/WeightedLDA

Provides a Linear Discriminant Analysis class with sample weights

Primary LanguagePythonMIT LicenseMIT

License: MIT Code style: black

WeightedLDA

This code provides a scikit-learn class that extends the sklearn.discriminant_analysis.LinearDiscriminantAnalysis analysis to allow for weighting of each sample. For general use of the analysis, please refer to the scikit-learn webpage:

https://scikit-learn.org/stable/modules/generated/sklearn.discriminant_analysis.LinearDiscriminantAnalysis.html

WeightedLDA provides the same basic utilities of the scikit-learn class except for the following limitations:

  • Only solve="svd" is supported.
  • The priors cannot be defined a priori.
  • The feature_names_in_ attribute is not included.

The following code shows standard usage given sample data X, cluster identification y, and weights wgt:

from WeightedLDA import WeightedLDA

lda = WeightedLDA()

lda.fit(X, y, wgts=wgts)

Calling fit without the wgts variable produces a fit the same as the scikit-learn class.
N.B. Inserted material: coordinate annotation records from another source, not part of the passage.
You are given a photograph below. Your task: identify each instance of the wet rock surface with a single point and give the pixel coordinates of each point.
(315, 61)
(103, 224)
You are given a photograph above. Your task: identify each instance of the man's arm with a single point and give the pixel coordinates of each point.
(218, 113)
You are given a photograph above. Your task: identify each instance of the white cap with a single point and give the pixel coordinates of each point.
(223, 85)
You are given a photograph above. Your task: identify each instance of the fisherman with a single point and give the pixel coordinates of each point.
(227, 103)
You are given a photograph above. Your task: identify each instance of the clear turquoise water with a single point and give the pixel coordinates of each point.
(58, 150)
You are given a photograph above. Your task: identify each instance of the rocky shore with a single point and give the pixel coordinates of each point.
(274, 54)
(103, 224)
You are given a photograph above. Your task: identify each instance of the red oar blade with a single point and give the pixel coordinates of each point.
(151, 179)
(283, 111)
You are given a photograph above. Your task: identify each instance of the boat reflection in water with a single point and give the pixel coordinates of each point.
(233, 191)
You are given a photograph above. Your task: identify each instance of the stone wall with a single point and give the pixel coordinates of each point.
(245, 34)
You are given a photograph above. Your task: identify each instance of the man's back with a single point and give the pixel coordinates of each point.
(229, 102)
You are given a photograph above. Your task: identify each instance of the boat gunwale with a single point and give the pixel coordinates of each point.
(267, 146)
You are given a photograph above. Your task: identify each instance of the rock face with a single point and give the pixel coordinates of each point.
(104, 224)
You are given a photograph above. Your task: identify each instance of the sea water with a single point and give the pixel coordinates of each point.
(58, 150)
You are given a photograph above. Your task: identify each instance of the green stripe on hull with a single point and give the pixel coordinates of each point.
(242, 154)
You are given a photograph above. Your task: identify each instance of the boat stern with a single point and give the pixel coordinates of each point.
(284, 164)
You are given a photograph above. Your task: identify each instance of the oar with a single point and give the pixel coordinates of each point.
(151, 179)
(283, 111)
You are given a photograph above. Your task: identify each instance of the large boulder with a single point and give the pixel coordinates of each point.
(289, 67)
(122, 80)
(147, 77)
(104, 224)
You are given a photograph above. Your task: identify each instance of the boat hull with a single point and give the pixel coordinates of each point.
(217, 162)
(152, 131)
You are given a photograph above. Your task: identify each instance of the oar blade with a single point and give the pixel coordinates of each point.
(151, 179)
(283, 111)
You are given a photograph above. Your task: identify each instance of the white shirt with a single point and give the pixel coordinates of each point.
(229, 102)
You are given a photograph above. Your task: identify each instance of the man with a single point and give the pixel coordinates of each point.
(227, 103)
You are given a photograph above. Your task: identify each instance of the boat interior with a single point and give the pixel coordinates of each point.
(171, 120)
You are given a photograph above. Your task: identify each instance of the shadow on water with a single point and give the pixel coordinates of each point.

I tried to replicate the results numerically with the scikit-learn class, and was able to do so with all examples except when the sample data has a nullspace. Even then, the resulting predict method produces consistent results and the transform method is numerically consistent when the data does not extend into the nullspace of the sampled data.

TODO

Write the fit method using PyTorch.